If you are a beneficial owner and return your voting instruction form but do not specify voting instructions for the merger proposal or the adjournment proposal, your bank, broker or other nominee will not be permitted to cast a vote
with respect to the merger proposal or the adjournment proposal, as applicable (commonly referred to as a “broker non-vote”). Banks, brokers or other nominees that hold shares in “street name” for clients typically have authority to
vote on “routine” proposals even when they have not received instructions from beneficial owners. The proposals for the special general meeting will not be treated as routine proposals, because, among other things, our proxy statement
is prepared in compliance with the Companies Law, 5759-1999, of the State of Israel (the “Companies Law”) rather than the rules applicable to domestic U.S. reporting companies.
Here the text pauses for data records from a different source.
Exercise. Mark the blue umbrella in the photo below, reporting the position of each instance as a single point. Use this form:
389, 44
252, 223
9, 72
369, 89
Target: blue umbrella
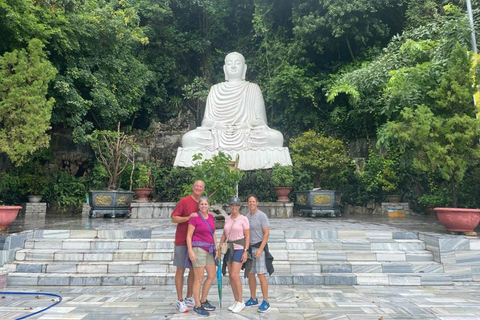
219, 280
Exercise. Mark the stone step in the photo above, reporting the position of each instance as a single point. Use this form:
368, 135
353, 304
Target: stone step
397, 279
167, 243
325, 235
290, 267
104, 254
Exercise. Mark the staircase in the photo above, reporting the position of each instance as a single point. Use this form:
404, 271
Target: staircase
144, 257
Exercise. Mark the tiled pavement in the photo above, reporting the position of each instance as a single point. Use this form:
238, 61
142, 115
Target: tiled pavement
288, 302
458, 301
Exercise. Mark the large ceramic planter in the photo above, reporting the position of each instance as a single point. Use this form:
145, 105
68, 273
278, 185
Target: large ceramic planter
318, 203
142, 194
34, 199
459, 220
7, 215
282, 193
113, 203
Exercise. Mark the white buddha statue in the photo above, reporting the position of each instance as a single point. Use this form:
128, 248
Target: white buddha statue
235, 114
235, 122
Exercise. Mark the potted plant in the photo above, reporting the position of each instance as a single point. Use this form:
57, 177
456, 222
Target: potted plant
36, 185
114, 150
142, 183
442, 136
282, 178
430, 201
324, 158
221, 181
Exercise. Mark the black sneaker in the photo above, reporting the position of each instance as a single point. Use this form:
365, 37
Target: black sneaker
207, 306
201, 312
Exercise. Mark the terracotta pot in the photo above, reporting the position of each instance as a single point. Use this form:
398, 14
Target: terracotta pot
8, 215
282, 193
459, 220
142, 194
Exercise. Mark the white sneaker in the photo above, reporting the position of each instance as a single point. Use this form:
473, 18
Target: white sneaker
232, 306
181, 306
238, 307
190, 302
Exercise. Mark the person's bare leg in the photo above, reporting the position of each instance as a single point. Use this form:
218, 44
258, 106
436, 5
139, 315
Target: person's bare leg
197, 284
207, 284
263, 286
236, 266
252, 284
190, 280
233, 284
179, 282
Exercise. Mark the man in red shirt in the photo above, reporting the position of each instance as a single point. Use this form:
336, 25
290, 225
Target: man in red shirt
186, 209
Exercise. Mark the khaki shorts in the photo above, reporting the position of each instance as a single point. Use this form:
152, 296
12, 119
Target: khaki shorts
203, 258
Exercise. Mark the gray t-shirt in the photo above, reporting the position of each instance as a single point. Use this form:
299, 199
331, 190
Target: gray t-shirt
258, 221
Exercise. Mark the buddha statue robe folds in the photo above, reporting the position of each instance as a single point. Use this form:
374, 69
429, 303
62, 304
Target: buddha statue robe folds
235, 123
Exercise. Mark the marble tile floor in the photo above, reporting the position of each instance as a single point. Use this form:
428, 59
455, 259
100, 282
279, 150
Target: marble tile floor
459, 301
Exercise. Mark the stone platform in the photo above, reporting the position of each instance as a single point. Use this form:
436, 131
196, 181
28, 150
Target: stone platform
155, 210
371, 238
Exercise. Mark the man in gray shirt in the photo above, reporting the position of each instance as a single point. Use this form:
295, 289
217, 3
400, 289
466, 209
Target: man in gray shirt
259, 233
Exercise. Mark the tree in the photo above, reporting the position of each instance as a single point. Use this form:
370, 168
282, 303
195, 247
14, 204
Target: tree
25, 110
220, 178
443, 137
325, 157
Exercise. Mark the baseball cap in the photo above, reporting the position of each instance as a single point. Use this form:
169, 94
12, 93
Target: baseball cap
235, 200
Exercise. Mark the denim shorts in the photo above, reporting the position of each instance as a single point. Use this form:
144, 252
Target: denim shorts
237, 255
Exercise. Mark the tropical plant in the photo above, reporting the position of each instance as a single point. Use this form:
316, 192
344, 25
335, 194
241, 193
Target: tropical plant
379, 175
220, 179
25, 110
66, 191
282, 176
115, 150
143, 176
258, 182
324, 157
442, 137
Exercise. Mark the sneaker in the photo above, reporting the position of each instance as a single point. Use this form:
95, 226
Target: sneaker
232, 306
264, 307
201, 312
208, 306
181, 306
250, 302
190, 302
238, 307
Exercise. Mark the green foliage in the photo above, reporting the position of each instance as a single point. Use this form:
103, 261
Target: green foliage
282, 176
114, 150
11, 189
143, 176
220, 179
433, 200
443, 137
98, 177
258, 182
170, 181
405, 74
379, 175
66, 191
24, 109
324, 157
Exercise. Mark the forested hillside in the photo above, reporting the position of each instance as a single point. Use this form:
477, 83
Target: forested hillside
394, 71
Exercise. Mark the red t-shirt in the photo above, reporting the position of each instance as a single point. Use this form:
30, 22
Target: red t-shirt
184, 208
202, 232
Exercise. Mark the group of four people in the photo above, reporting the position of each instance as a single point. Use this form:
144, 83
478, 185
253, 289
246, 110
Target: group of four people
195, 247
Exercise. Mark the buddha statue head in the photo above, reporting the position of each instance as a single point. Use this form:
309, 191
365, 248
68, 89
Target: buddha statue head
234, 68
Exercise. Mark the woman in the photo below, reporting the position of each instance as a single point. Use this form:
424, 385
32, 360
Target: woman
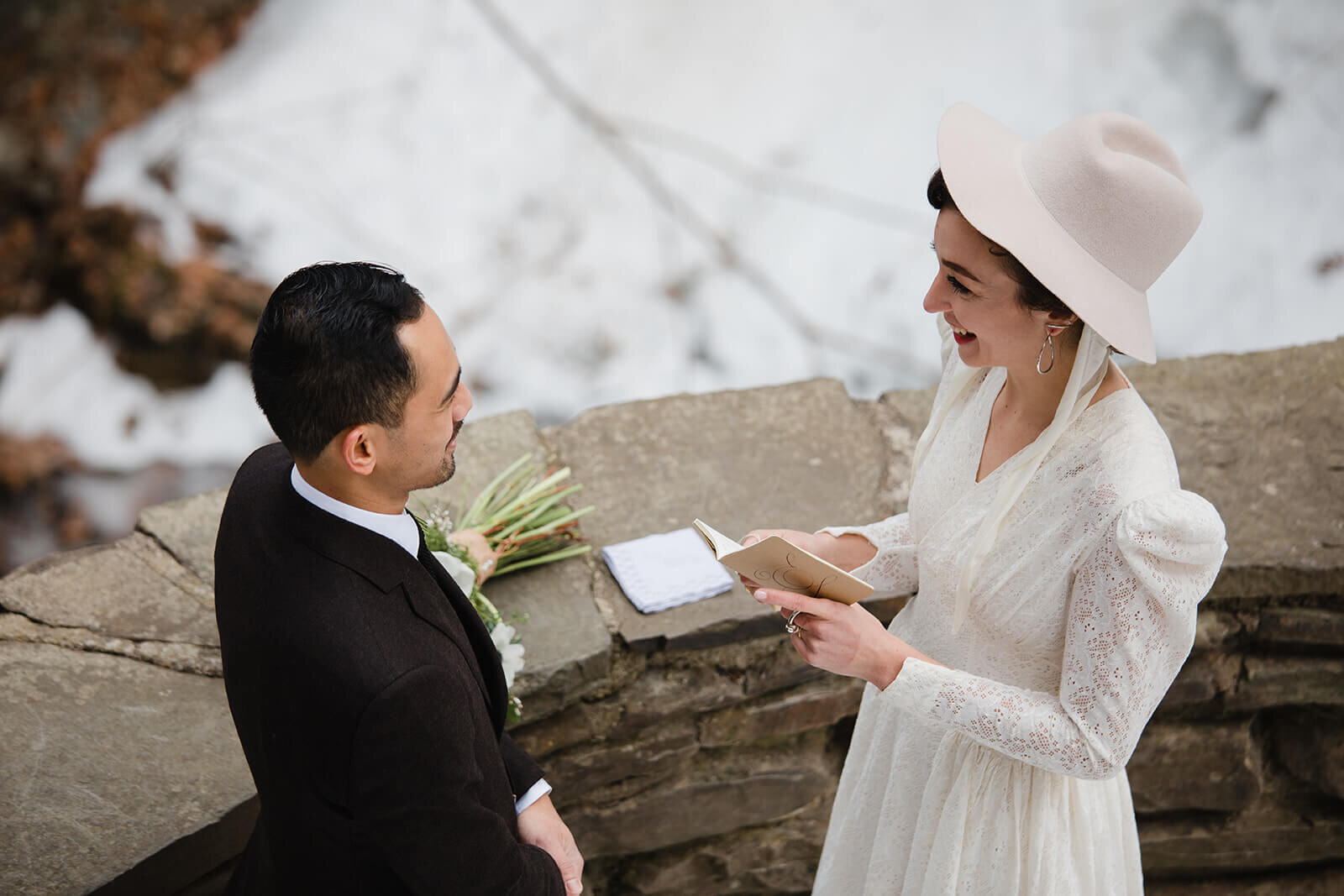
1058, 564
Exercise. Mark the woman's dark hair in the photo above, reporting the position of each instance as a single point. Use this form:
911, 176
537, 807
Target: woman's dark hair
327, 355
1032, 291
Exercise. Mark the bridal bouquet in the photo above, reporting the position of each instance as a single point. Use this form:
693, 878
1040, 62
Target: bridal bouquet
519, 520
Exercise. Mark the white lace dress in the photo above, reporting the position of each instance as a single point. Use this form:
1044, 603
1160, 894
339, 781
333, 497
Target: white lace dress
1005, 773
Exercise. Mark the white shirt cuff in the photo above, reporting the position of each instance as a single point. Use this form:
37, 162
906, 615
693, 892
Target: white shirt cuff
535, 793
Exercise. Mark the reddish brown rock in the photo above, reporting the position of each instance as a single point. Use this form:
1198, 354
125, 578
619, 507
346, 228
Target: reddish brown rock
71, 73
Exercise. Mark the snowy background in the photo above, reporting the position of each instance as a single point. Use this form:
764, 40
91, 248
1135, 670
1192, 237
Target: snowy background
611, 201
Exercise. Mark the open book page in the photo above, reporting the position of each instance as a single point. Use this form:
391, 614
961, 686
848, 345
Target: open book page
776, 563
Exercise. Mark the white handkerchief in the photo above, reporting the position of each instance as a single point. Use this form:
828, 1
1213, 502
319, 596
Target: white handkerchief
662, 571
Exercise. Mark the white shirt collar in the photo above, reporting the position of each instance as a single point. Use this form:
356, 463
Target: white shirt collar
398, 527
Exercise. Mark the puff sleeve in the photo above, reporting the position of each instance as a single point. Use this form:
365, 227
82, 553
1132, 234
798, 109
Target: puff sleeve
1131, 626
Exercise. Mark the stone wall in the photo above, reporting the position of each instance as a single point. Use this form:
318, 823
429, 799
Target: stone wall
690, 750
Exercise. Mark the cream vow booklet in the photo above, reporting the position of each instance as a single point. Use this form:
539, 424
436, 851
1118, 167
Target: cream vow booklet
776, 563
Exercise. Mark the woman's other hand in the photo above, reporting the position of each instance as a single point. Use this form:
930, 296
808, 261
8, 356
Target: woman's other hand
842, 638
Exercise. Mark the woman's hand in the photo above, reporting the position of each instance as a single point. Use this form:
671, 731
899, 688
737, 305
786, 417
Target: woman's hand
847, 551
480, 551
842, 638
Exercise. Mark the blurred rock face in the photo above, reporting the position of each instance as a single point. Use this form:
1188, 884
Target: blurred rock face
71, 73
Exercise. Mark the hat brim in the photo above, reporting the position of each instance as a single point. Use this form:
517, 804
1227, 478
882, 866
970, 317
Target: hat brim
981, 164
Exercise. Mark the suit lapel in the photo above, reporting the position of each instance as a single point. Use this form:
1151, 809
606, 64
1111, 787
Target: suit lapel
490, 673
429, 590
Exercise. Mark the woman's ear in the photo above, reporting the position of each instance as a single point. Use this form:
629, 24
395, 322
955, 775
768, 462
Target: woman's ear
1059, 322
358, 452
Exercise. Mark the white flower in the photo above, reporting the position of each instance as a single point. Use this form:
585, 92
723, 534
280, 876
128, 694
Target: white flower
511, 654
459, 571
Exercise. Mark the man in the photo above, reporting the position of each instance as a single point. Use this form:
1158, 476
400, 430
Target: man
367, 694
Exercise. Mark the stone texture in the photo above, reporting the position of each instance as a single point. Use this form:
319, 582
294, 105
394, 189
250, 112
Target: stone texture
663, 692
170, 654
1195, 766
1310, 746
1280, 681
187, 530
779, 859
1301, 626
1200, 683
129, 589
107, 762
1316, 882
813, 705
815, 458
577, 725
696, 809
902, 417
655, 757
1258, 436
1267, 836
1216, 629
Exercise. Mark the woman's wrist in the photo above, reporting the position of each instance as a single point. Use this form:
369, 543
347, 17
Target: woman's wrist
848, 551
889, 664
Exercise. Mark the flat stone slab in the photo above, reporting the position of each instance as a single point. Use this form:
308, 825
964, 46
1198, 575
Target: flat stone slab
129, 589
1260, 437
187, 530
104, 763
564, 638
799, 457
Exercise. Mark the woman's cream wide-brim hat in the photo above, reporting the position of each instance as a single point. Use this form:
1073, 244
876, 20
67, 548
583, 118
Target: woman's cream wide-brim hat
1095, 210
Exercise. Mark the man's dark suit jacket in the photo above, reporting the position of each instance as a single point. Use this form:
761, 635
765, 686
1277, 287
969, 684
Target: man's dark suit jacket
370, 705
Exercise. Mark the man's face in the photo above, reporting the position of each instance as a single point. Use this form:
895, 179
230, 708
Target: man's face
423, 446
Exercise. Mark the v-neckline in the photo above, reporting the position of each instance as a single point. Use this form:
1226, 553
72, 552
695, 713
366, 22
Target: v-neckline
984, 432
988, 412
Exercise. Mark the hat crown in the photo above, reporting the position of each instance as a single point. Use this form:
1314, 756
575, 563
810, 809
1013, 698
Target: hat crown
1117, 190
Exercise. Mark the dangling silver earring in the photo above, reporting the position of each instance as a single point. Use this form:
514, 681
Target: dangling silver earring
1050, 344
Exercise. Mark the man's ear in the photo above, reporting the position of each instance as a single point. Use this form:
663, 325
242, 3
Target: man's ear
356, 449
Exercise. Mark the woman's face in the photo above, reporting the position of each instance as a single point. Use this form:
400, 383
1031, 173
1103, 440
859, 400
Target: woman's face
979, 300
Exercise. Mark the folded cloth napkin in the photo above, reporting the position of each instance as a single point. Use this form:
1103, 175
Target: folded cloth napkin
663, 571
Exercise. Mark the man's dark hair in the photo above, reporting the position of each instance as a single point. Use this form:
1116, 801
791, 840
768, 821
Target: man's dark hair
327, 356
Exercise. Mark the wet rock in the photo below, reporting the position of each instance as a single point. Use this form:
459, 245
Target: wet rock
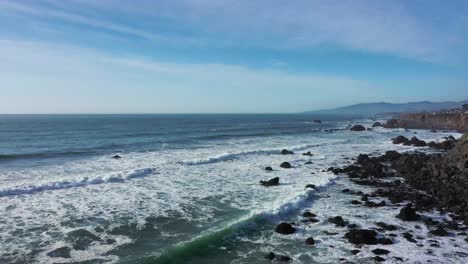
380, 251
338, 221
310, 241
286, 165
408, 213
377, 124
270, 256
81, 239
309, 214
440, 231
400, 140
286, 152
283, 258
362, 236
269, 183
409, 237
63, 252
386, 226
379, 259
358, 128
285, 229
385, 241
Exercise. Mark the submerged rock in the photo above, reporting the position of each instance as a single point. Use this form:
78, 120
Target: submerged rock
63, 252
286, 152
285, 229
338, 221
362, 236
81, 239
408, 213
269, 183
380, 251
310, 241
358, 128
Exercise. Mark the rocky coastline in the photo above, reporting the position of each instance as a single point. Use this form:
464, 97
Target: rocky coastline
417, 183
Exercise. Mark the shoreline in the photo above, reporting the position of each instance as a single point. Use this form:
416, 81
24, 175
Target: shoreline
420, 219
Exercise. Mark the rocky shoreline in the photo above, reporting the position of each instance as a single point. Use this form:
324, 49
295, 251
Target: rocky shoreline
416, 183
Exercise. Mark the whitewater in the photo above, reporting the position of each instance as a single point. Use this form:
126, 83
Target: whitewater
186, 189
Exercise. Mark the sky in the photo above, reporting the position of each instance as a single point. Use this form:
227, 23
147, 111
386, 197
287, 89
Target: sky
228, 56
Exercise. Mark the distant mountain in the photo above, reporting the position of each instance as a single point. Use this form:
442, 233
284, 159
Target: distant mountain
382, 108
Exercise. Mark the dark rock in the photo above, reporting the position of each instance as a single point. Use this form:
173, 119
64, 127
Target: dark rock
286, 152
362, 236
309, 214
409, 237
81, 239
386, 226
377, 124
379, 259
269, 183
385, 241
417, 143
283, 258
270, 256
285, 229
440, 231
310, 241
408, 213
63, 252
338, 221
358, 128
401, 140
379, 251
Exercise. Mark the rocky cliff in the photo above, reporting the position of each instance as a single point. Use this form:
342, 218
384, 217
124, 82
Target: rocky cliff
451, 120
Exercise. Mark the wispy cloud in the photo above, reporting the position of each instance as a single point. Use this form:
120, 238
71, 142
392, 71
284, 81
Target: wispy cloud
401, 28
56, 78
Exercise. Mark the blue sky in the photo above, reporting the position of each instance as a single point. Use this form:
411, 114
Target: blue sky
228, 56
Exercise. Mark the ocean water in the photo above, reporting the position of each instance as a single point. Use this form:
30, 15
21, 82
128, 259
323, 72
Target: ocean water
186, 189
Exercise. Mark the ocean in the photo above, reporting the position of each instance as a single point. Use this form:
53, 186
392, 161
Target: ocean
185, 190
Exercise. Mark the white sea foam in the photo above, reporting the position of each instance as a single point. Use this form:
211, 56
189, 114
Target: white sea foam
65, 184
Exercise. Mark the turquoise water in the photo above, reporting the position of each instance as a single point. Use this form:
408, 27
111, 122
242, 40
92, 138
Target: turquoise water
185, 190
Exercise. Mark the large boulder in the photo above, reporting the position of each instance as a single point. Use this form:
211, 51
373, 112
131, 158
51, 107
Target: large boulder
377, 124
362, 236
286, 152
358, 128
401, 140
408, 213
285, 229
269, 183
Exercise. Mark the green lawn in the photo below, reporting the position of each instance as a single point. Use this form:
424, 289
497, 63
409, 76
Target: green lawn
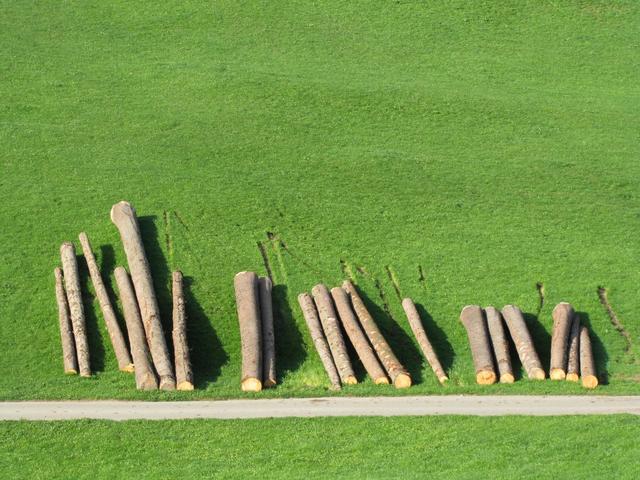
469, 150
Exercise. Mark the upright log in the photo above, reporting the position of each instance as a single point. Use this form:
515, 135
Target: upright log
397, 373
473, 321
331, 327
66, 333
357, 337
124, 217
76, 308
115, 334
524, 343
319, 341
265, 287
421, 336
248, 306
500, 344
184, 375
143, 369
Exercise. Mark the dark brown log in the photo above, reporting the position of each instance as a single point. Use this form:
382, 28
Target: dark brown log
523, 341
184, 375
143, 369
124, 218
478, 334
317, 335
268, 339
115, 334
500, 344
66, 333
397, 373
76, 308
562, 316
248, 306
357, 337
421, 336
331, 327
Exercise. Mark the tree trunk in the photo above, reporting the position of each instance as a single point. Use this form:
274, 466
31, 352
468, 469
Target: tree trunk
247, 302
124, 217
587, 364
322, 347
524, 344
145, 376
184, 375
268, 340
76, 308
357, 337
500, 344
398, 375
473, 321
115, 334
421, 336
562, 316
329, 320
66, 333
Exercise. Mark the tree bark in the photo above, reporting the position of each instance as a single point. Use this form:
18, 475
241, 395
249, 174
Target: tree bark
421, 336
115, 334
247, 302
473, 321
500, 344
523, 341
322, 347
268, 339
66, 333
357, 337
184, 374
397, 373
76, 308
124, 217
145, 376
329, 320
587, 364
562, 316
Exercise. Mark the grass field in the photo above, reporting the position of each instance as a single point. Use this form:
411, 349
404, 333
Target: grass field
453, 152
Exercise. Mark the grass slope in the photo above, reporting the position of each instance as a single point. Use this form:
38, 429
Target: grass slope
466, 150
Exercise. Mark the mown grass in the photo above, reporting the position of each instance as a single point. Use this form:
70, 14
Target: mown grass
469, 150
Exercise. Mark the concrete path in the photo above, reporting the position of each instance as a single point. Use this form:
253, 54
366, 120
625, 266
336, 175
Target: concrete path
322, 407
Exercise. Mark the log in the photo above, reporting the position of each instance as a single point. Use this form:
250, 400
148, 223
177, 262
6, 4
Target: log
124, 217
184, 374
69, 359
357, 337
247, 303
523, 341
562, 316
76, 308
268, 339
587, 364
331, 327
478, 334
143, 369
421, 336
115, 334
319, 341
397, 373
500, 343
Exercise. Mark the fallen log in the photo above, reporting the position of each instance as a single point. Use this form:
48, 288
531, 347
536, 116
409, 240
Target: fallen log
421, 336
124, 217
247, 303
523, 341
397, 373
473, 321
115, 334
145, 376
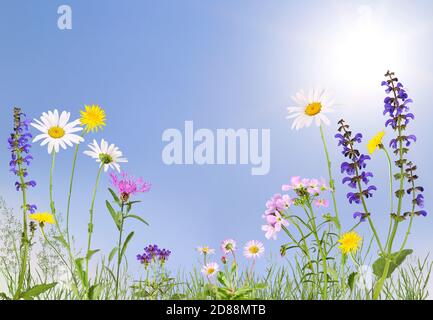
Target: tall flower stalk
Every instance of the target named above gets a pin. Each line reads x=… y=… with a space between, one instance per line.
x=19 y=145
x=356 y=176
x=56 y=131
x=313 y=107
x=126 y=187
x=396 y=106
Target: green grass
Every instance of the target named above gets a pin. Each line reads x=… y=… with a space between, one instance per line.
x=287 y=280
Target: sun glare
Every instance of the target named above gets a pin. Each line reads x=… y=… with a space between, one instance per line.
x=366 y=49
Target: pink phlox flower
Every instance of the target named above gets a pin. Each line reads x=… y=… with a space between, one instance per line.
x=321 y=203
x=128 y=185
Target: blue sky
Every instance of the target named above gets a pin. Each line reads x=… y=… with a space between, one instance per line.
x=153 y=65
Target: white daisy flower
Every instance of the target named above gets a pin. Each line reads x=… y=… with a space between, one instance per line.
x=254 y=249
x=210 y=269
x=56 y=131
x=108 y=155
x=311 y=107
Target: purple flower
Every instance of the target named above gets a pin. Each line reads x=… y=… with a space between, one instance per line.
x=19 y=145
x=354 y=168
x=397 y=107
x=152 y=253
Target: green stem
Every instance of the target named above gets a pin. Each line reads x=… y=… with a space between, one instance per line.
x=71 y=182
x=391 y=191
x=119 y=257
x=331 y=179
x=321 y=252
x=24 y=241
x=390 y=241
x=56 y=221
x=90 y=225
x=55 y=250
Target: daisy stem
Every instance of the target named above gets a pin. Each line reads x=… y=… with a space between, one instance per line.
x=56 y=221
x=391 y=192
x=55 y=250
x=90 y=225
x=321 y=251
x=331 y=179
x=71 y=182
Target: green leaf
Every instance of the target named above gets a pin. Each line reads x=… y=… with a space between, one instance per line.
x=111 y=273
x=80 y=270
x=93 y=292
x=137 y=218
x=125 y=244
x=114 y=195
x=222 y=279
x=37 y=290
x=91 y=253
x=4 y=296
x=333 y=273
x=62 y=240
x=260 y=286
x=396 y=258
x=112 y=253
x=351 y=280
x=114 y=215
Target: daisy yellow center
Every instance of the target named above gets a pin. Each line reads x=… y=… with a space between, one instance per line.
x=313 y=108
x=349 y=242
x=105 y=158
x=376 y=142
x=42 y=217
x=56 y=132
x=254 y=249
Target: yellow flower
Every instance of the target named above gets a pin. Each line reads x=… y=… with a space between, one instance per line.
x=376 y=142
x=93 y=118
x=42 y=217
x=349 y=242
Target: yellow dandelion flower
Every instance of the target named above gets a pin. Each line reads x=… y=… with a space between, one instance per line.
x=349 y=242
x=42 y=217
x=93 y=118
x=375 y=142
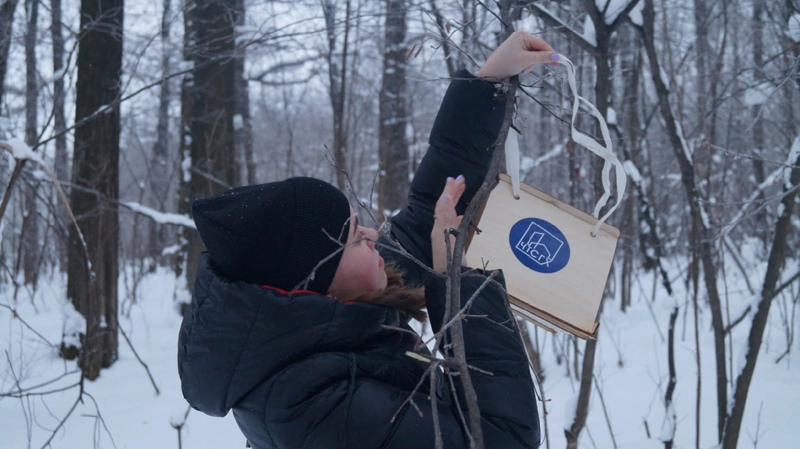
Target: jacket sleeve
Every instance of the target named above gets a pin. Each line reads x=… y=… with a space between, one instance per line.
x=461 y=141
x=351 y=410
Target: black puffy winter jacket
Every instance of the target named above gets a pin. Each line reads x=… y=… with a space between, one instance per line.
x=302 y=370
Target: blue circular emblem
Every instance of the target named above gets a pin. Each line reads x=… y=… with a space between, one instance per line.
x=539 y=245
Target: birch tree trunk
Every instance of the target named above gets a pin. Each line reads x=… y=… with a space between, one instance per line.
x=31 y=250
x=705 y=248
x=393 y=179
x=337 y=78
x=7 y=8
x=212 y=149
x=59 y=119
x=159 y=173
x=92 y=284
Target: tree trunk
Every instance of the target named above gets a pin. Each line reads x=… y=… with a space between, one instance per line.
x=243 y=127
x=446 y=51
x=393 y=181
x=31 y=249
x=705 y=244
x=59 y=120
x=7 y=9
x=759 y=138
x=777 y=257
x=92 y=284
x=159 y=173
x=337 y=77
x=212 y=150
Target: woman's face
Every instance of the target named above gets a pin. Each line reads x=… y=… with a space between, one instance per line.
x=361 y=268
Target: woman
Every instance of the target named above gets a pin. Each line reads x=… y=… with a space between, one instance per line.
x=293 y=323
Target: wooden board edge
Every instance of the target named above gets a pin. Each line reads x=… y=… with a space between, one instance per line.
x=475 y=227
x=554 y=320
x=561 y=205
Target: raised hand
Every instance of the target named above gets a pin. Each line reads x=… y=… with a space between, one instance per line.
x=445 y=217
x=518 y=53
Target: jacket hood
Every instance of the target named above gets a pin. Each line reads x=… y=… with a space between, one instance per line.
x=236 y=335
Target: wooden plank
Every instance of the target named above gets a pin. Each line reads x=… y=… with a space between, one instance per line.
x=567 y=298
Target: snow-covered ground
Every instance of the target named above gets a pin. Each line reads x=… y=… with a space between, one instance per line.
x=121 y=408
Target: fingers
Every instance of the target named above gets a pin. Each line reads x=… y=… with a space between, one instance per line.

Therefore, in that circumstance, the shares held by you
will be included in determining the presence of a quorum at the meeting, but will not be considered “present” for the purpose of voting on the merger proposal or the adjournment proposal. Such shares therefore have no impact on the
outcome of the voting on the merger proposal or the adjournment proposal. If your shares are held of record by a bank, broker or other nominee, we urge you to give instructions to your bank, broker or other nominee as to how your
shares should be voted so that you thereby participate in the voting on this important matter.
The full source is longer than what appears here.